Algorithm rules of interval grey numbers based on different "kernel" and the degree of greyness of grey numbers

Purpose The purpose of this paper is to establish the algorithm rules of the interval grey numbers and propose a new ranking method of the interval grey numbers. Design/methodology/approach The definitions of “kernels” based on lower measure, upper measure or moderate measure are given according to the properties of the interval grey number problems. By means of the measurement error, the concept of the absolute degree of greyness and the relative degree of greyness corresponding to different “kernel” are given, and different simplified forms of the interval grey numbers are put forward.
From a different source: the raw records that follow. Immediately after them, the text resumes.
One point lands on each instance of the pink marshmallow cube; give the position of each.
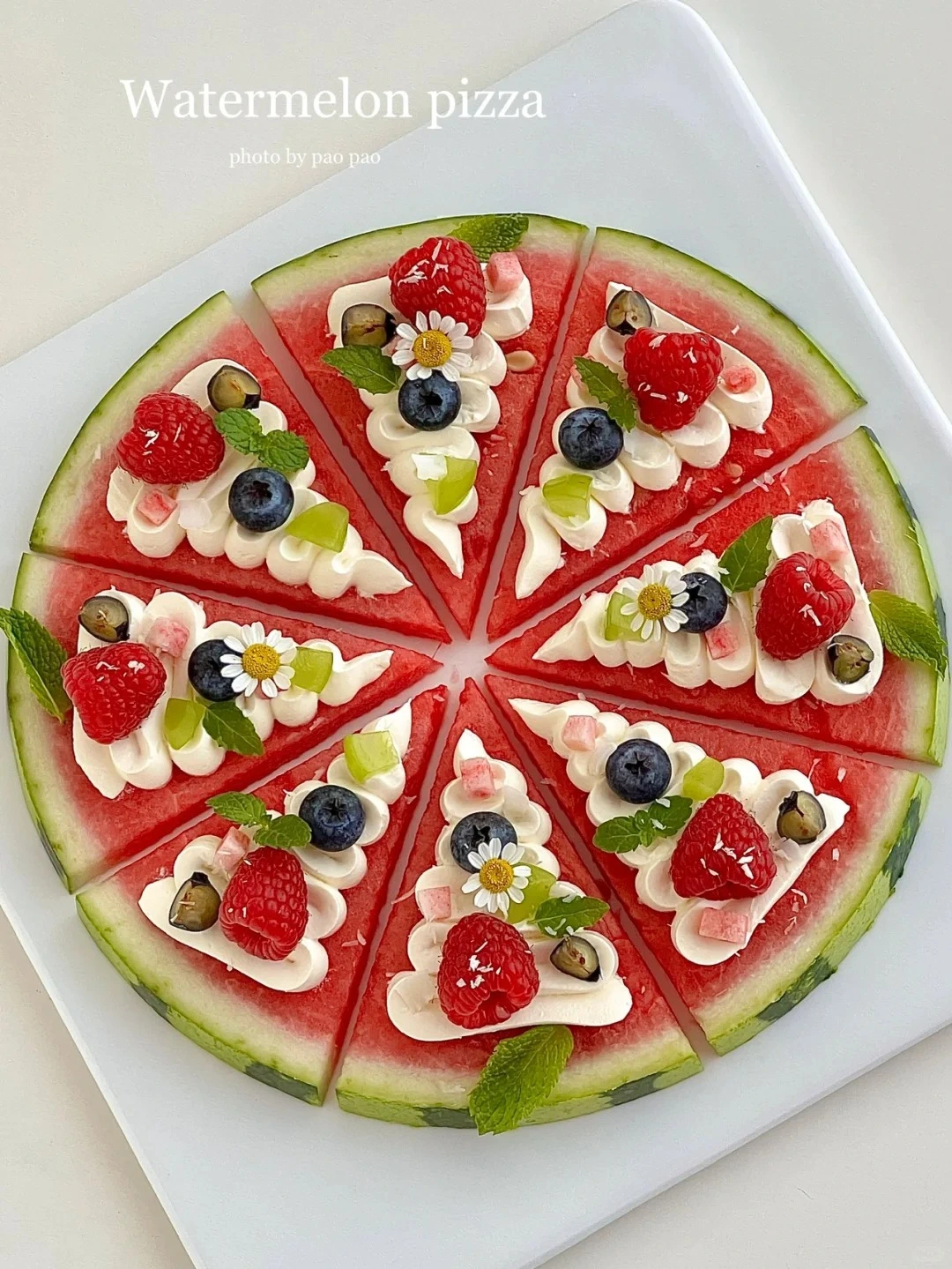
(724, 924)
(721, 641)
(581, 733)
(435, 904)
(503, 273)
(477, 777)
(828, 541)
(156, 506)
(167, 635)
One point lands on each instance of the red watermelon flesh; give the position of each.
(297, 296)
(905, 714)
(286, 1040)
(86, 832)
(74, 522)
(810, 929)
(809, 398)
(387, 1075)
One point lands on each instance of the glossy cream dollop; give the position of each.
(650, 459)
(413, 1000)
(327, 875)
(145, 759)
(202, 515)
(413, 456)
(760, 795)
(686, 658)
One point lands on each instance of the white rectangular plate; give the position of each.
(648, 129)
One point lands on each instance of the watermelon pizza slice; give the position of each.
(807, 606)
(199, 467)
(751, 866)
(674, 386)
(268, 989)
(130, 705)
(503, 989)
(428, 346)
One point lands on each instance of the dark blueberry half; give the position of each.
(335, 816)
(588, 438)
(477, 830)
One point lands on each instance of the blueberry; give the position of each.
(260, 499)
(638, 771)
(428, 405)
(477, 830)
(205, 670)
(588, 438)
(333, 815)
(706, 603)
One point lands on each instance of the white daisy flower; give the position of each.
(500, 877)
(658, 599)
(259, 660)
(434, 343)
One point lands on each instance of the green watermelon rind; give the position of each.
(326, 265)
(112, 414)
(304, 1074)
(762, 1000)
(387, 1093)
(838, 395)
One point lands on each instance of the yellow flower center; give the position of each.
(260, 661)
(654, 601)
(496, 876)
(431, 348)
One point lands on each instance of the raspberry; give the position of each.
(171, 442)
(723, 853)
(443, 275)
(487, 972)
(113, 688)
(265, 905)
(803, 604)
(671, 373)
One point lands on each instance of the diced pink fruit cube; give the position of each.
(156, 506)
(721, 641)
(231, 850)
(828, 541)
(503, 272)
(581, 733)
(435, 904)
(723, 922)
(167, 635)
(477, 777)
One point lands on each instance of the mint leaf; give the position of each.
(283, 451)
(242, 809)
(42, 658)
(231, 728)
(286, 832)
(744, 564)
(605, 386)
(908, 631)
(241, 429)
(660, 818)
(567, 915)
(518, 1076)
(488, 234)
(365, 367)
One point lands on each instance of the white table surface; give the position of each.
(93, 203)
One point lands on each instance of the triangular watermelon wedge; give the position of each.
(904, 714)
(288, 1040)
(809, 395)
(387, 1075)
(807, 931)
(297, 296)
(86, 832)
(74, 520)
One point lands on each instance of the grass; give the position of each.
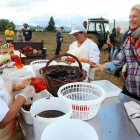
(49, 39)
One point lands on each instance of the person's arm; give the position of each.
(20, 34)
(21, 85)
(23, 38)
(119, 39)
(93, 54)
(100, 67)
(14, 108)
(32, 37)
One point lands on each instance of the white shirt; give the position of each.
(3, 105)
(87, 51)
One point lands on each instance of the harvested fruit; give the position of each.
(50, 114)
(65, 75)
(70, 59)
(35, 51)
(27, 48)
(17, 61)
(38, 84)
(27, 107)
(80, 108)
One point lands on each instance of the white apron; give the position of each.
(9, 132)
(83, 53)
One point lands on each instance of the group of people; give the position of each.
(125, 52)
(26, 35)
(85, 50)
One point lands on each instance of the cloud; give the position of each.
(38, 12)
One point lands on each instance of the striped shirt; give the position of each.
(132, 82)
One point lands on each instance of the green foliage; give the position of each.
(4, 23)
(12, 24)
(51, 25)
(25, 24)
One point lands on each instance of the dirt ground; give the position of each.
(50, 43)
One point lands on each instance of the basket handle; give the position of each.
(65, 54)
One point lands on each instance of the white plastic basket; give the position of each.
(85, 99)
(36, 65)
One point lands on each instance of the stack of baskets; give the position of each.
(85, 99)
(55, 84)
(36, 65)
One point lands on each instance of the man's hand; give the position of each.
(24, 83)
(99, 67)
(28, 92)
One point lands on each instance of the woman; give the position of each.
(129, 54)
(83, 48)
(10, 108)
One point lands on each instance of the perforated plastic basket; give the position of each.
(36, 65)
(85, 99)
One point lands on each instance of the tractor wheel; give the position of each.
(93, 38)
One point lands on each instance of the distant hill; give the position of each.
(123, 25)
(66, 28)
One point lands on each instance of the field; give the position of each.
(49, 39)
(50, 43)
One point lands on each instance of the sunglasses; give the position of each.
(77, 34)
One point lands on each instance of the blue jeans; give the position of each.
(114, 53)
(58, 49)
(109, 52)
(125, 91)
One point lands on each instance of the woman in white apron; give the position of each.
(10, 108)
(83, 48)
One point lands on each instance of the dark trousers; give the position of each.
(109, 50)
(9, 41)
(117, 71)
(125, 91)
(58, 49)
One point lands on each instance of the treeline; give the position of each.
(4, 23)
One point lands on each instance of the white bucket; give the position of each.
(18, 76)
(69, 129)
(85, 66)
(53, 103)
(27, 114)
(36, 65)
(91, 73)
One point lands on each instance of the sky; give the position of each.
(64, 12)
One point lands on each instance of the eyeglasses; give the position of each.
(77, 35)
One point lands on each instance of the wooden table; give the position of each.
(16, 52)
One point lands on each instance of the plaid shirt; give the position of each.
(132, 82)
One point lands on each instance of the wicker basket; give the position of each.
(7, 49)
(29, 52)
(55, 84)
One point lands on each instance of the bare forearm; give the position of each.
(32, 37)
(91, 63)
(23, 38)
(14, 108)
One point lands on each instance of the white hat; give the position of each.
(78, 28)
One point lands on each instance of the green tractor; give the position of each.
(97, 30)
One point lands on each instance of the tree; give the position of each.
(51, 25)
(3, 24)
(25, 24)
(12, 24)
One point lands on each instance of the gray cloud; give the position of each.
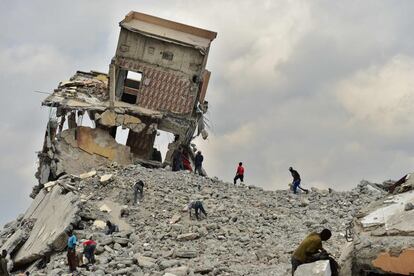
(294, 83)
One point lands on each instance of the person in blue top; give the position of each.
(72, 259)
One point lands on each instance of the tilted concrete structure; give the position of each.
(157, 80)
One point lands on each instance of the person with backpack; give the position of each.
(239, 173)
(138, 191)
(198, 208)
(89, 247)
(111, 228)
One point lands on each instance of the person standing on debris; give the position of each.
(71, 254)
(3, 264)
(198, 163)
(310, 250)
(239, 173)
(178, 160)
(198, 207)
(89, 247)
(138, 191)
(296, 181)
(111, 228)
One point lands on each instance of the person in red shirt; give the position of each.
(239, 173)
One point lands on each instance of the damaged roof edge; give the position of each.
(169, 24)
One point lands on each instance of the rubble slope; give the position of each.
(248, 231)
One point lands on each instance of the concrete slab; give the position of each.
(386, 214)
(52, 212)
(319, 268)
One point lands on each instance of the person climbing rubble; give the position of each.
(296, 181)
(111, 228)
(177, 160)
(3, 264)
(71, 254)
(310, 250)
(198, 163)
(186, 160)
(197, 205)
(239, 173)
(138, 191)
(89, 247)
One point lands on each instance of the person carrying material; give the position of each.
(89, 247)
(296, 181)
(239, 173)
(197, 206)
(3, 264)
(198, 163)
(310, 250)
(71, 254)
(138, 191)
(111, 228)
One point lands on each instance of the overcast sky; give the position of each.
(323, 86)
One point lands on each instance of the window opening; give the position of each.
(121, 135)
(131, 87)
(162, 139)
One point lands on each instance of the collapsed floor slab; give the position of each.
(51, 214)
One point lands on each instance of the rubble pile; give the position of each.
(248, 231)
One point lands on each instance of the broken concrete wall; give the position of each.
(383, 237)
(82, 149)
(51, 213)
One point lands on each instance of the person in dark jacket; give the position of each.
(111, 228)
(138, 191)
(296, 181)
(71, 254)
(178, 160)
(198, 163)
(89, 247)
(239, 173)
(198, 208)
(3, 264)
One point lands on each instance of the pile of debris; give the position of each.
(248, 231)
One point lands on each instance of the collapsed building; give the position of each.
(157, 80)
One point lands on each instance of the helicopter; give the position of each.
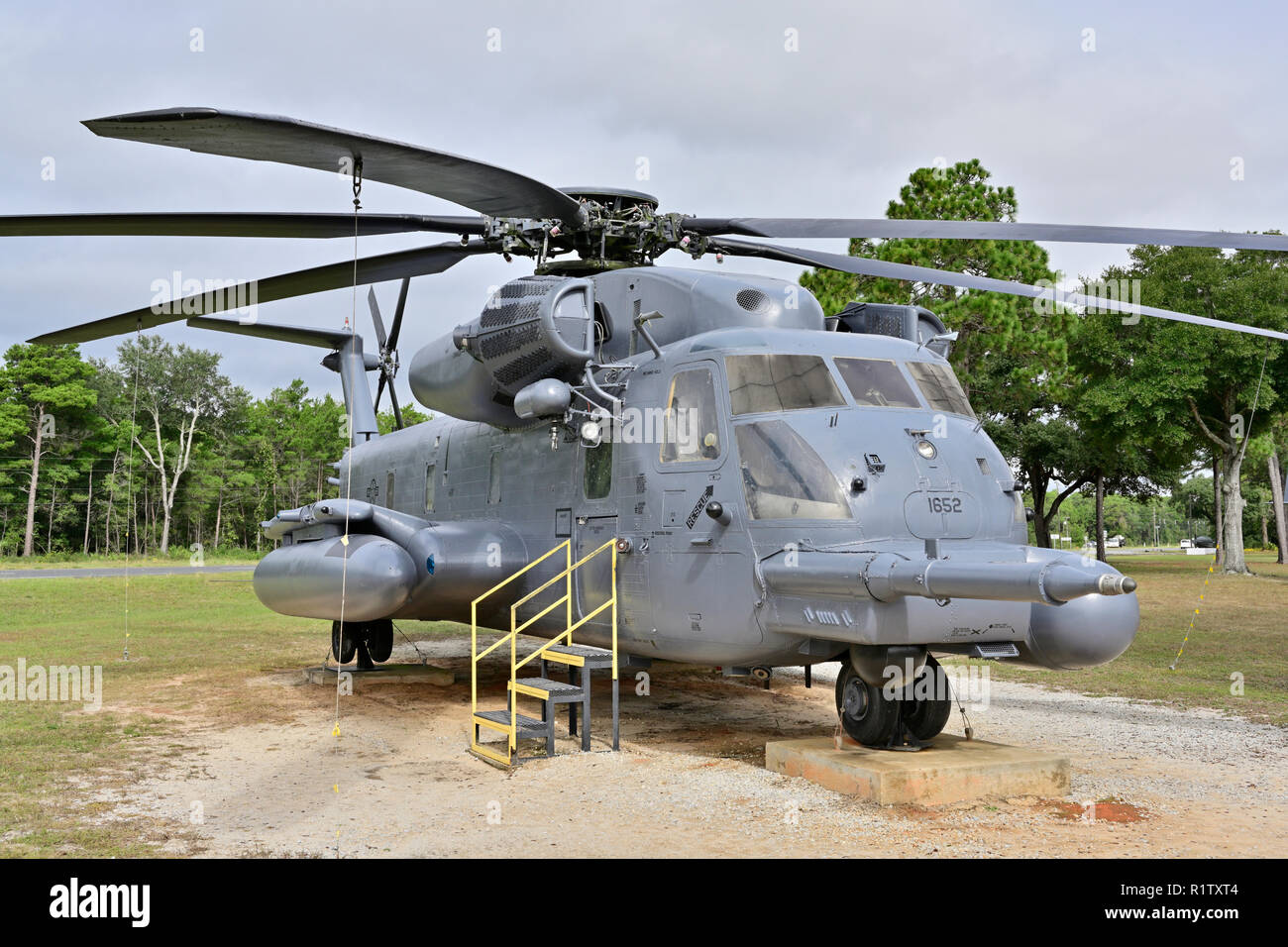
(781, 487)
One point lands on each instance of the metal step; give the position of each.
(527, 724)
(546, 689)
(580, 655)
(995, 650)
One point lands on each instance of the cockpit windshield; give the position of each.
(782, 475)
(876, 382)
(771, 382)
(940, 388)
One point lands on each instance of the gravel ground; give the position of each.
(691, 781)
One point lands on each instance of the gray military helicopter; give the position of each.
(784, 488)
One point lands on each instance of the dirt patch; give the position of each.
(1100, 810)
(691, 779)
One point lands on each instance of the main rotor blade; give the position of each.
(482, 187)
(866, 265)
(394, 265)
(977, 230)
(230, 224)
(398, 312)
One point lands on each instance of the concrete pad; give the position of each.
(948, 771)
(384, 674)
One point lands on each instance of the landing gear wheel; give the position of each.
(926, 712)
(380, 639)
(343, 643)
(867, 715)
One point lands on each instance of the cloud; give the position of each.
(1138, 132)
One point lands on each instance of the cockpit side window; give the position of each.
(691, 423)
(940, 388)
(764, 382)
(782, 475)
(876, 382)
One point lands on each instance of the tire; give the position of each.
(380, 639)
(343, 644)
(926, 718)
(867, 715)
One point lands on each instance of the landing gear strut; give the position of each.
(369, 641)
(872, 718)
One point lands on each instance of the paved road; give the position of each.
(120, 573)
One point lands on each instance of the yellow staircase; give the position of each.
(579, 659)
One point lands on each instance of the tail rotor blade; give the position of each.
(398, 311)
(393, 403)
(375, 317)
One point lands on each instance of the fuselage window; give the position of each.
(940, 388)
(782, 475)
(761, 384)
(599, 471)
(691, 423)
(493, 479)
(876, 382)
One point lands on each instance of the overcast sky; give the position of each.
(1141, 129)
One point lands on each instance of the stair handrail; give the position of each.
(515, 628)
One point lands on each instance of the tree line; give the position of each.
(154, 450)
(1098, 402)
(1107, 420)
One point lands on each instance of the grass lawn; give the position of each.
(196, 641)
(178, 557)
(1241, 628)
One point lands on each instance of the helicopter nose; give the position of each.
(1086, 631)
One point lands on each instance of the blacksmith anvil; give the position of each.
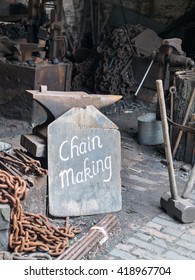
(56, 103)
(171, 57)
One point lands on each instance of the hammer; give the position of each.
(175, 206)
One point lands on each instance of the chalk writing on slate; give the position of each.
(84, 162)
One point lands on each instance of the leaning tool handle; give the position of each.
(173, 186)
(184, 122)
(189, 184)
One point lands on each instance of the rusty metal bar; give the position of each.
(80, 248)
(95, 241)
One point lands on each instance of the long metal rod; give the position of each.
(173, 186)
(94, 242)
(184, 122)
(86, 241)
(150, 65)
(81, 242)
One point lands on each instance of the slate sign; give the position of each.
(84, 163)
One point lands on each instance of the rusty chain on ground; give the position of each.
(31, 232)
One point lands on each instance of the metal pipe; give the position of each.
(150, 65)
(173, 187)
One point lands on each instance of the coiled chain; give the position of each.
(31, 232)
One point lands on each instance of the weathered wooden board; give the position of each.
(84, 163)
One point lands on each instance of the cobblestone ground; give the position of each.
(144, 230)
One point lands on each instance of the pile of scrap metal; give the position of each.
(109, 69)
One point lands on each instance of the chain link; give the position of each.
(30, 232)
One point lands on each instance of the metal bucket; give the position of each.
(149, 130)
(5, 147)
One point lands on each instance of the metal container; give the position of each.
(149, 130)
(5, 147)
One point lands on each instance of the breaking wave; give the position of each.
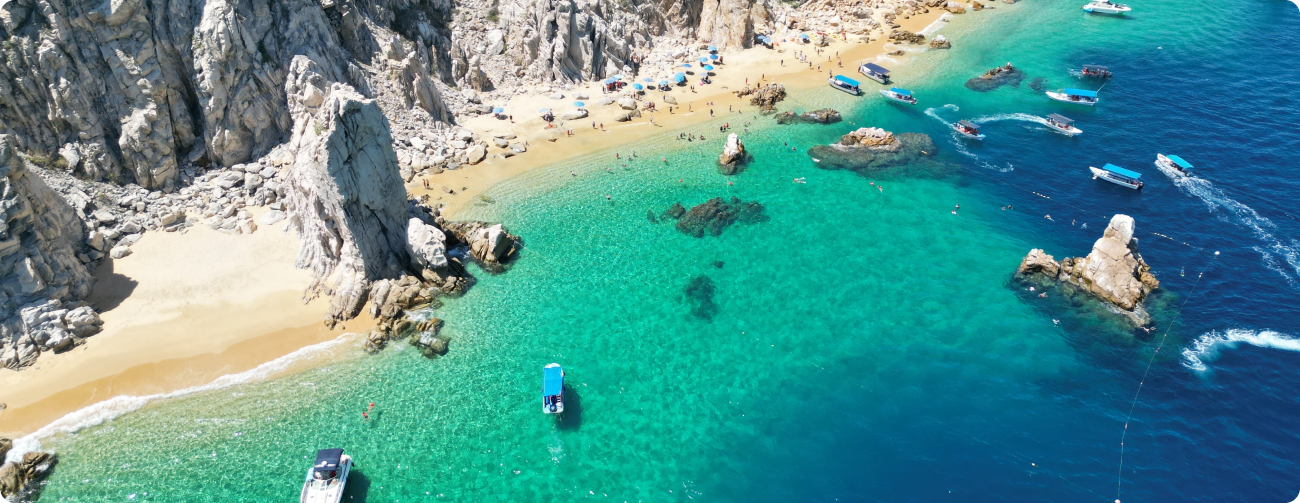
(118, 406)
(1207, 347)
(1282, 255)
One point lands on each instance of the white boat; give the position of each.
(967, 129)
(325, 480)
(553, 389)
(1062, 124)
(1105, 7)
(874, 72)
(1077, 96)
(898, 95)
(1118, 176)
(1174, 163)
(845, 85)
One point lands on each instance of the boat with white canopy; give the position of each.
(1073, 95)
(1118, 176)
(1174, 163)
(326, 477)
(874, 72)
(900, 95)
(1061, 124)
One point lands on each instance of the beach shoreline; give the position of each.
(237, 325)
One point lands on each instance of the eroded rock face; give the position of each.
(1113, 272)
(343, 194)
(40, 277)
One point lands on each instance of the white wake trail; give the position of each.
(122, 404)
(1207, 347)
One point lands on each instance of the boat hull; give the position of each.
(1103, 174)
(1065, 98)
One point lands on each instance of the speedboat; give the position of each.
(325, 480)
(1092, 72)
(1062, 124)
(1105, 7)
(845, 85)
(898, 95)
(1174, 163)
(1118, 176)
(967, 129)
(1077, 96)
(553, 389)
(874, 72)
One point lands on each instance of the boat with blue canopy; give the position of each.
(1073, 95)
(1118, 176)
(967, 129)
(874, 72)
(326, 477)
(1174, 164)
(845, 85)
(553, 389)
(900, 95)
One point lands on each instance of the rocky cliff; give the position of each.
(1113, 270)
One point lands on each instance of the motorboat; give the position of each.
(1092, 72)
(326, 477)
(1118, 176)
(874, 72)
(1062, 124)
(1105, 7)
(1174, 163)
(845, 85)
(967, 129)
(900, 95)
(553, 389)
(1077, 96)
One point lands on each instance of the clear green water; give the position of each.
(867, 345)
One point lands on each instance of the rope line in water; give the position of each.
(1119, 477)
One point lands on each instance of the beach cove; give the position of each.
(863, 343)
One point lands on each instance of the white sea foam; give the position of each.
(1287, 250)
(118, 406)
(1207, 347)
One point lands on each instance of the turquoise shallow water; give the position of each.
(867, 345)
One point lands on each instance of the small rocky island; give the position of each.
(995, 78)
(1113, 272)
(870, 150)
(733, 156)
(819, 116)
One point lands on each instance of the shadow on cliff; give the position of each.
(109, 289)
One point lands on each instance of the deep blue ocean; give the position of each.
(867, 346)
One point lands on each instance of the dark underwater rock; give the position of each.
(700, 294)
(995, 78)
(715, 215)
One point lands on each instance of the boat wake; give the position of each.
(118, 406)
(1207, 347)
(1282, 255)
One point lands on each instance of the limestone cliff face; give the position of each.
(40, 277)
(343, 193)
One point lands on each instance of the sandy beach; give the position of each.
(551, 146)
(187, 308)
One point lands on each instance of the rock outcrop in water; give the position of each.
(733, 156)
(872, 150)
(819, 116)
(1113, 272)
(40, 277)
(995, 78)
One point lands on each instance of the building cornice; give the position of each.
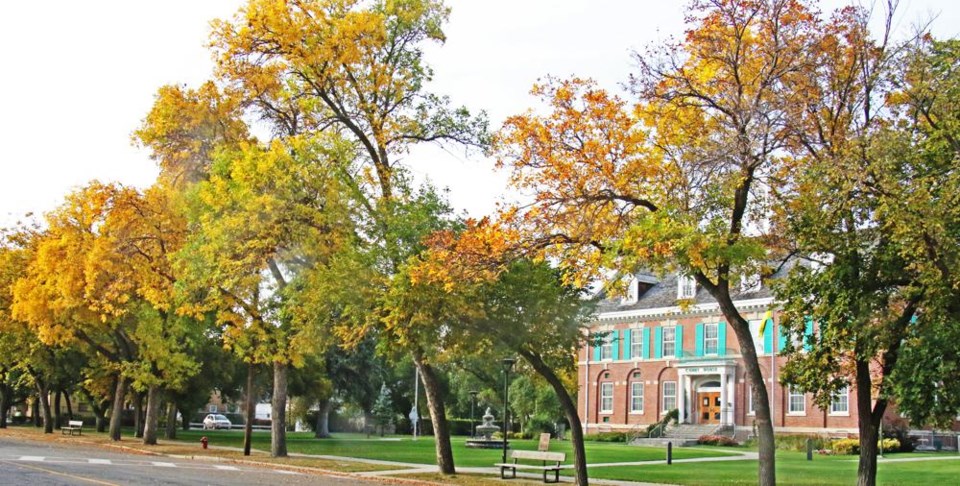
(680, 312)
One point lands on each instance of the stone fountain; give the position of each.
(484, 439)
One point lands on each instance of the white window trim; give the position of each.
(663, 398)
(663, 342)
(757, 338)
(750, 283)
(606, 345)
(832, 413)
(636, 333)
(643, 395)
(716, 350)
(632, 294)
(683, 284)
(790, 394)
(602, 386)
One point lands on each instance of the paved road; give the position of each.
(35, 463)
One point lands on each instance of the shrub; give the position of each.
(798, 443)
(606, 437)
(846, 446)
(716, 440)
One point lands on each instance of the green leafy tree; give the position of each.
(878, 203)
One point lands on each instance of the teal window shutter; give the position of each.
(627, 344)
(781, 339)
(679, 337)
(768, 337)
(657, 342)
(646, 343)
(699, 345)
(721, 338)
(615, 344)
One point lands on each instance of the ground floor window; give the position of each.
(606, 397)
(797, 401)
(841, 402)
(669, 395)
(636, 396)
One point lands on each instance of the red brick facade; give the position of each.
(705, 377)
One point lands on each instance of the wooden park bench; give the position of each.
(71, 427)
(549, 461)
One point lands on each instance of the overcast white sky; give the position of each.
(78, 77)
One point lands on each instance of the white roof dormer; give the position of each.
(686, 287)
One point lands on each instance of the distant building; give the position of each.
(659, 356)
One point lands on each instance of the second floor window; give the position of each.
(669, 395)
(841, 402)
(636, 396)
(636, 342)
(710, 338)
(686, 287)
(606, 397)
(797, 402)
(606, 348)
(669, 341)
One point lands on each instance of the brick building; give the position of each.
(659, 355)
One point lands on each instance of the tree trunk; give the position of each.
(438, 415)
(569, 407)
(35, 412)
(57, 396)
(116, 416)
(323, 419)
(99, 409)
(278, 425)
(251, 410)
(138, 415)
(868, 421)
(4, 404)
(44, 395)
(186, 415)
(767, 474)
(152, 422)
(66, 398)
(170, 433)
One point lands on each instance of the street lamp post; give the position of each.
(507, 365)
(473, 423)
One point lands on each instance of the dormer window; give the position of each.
(632, 294)
(750, 283)
(686, 287)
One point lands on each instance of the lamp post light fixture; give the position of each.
(507, 365)
(473, 423)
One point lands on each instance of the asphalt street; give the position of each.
(34, 463)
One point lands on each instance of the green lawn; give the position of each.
(792, 468)
(422, 451)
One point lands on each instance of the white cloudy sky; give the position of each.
(77, 78)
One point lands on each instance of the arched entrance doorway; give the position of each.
(709, 402)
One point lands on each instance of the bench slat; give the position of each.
(538, 455)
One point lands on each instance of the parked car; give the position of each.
(216, 421)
Findings The definitions of “kernel” and the degree of greyness in this paper not only take the upper limit, lower limit and the coverage of the interval grey numbers into account, but also avoid the inconsistency of the degree of greyness caused by the different universe of discourse. Research limitations/implications Though the method proposed in this paper has some deficiencies, such as the definition of relative degree of greyness is meaningless when the kernel of the interval grey number is 0, it provides a new idea for calculating and sorting the interval grey numbers and is conducive to the further development of the grey system theory. Originality/value The method proposed in this paper can not only distinguish interval grey numbers in different situations, but also avoid the inconsistency of the degree of greyness caused by the different universe of discourse. In this basis, the interval grey number algorithm is established and a new ranking method of interval grey numbers is given.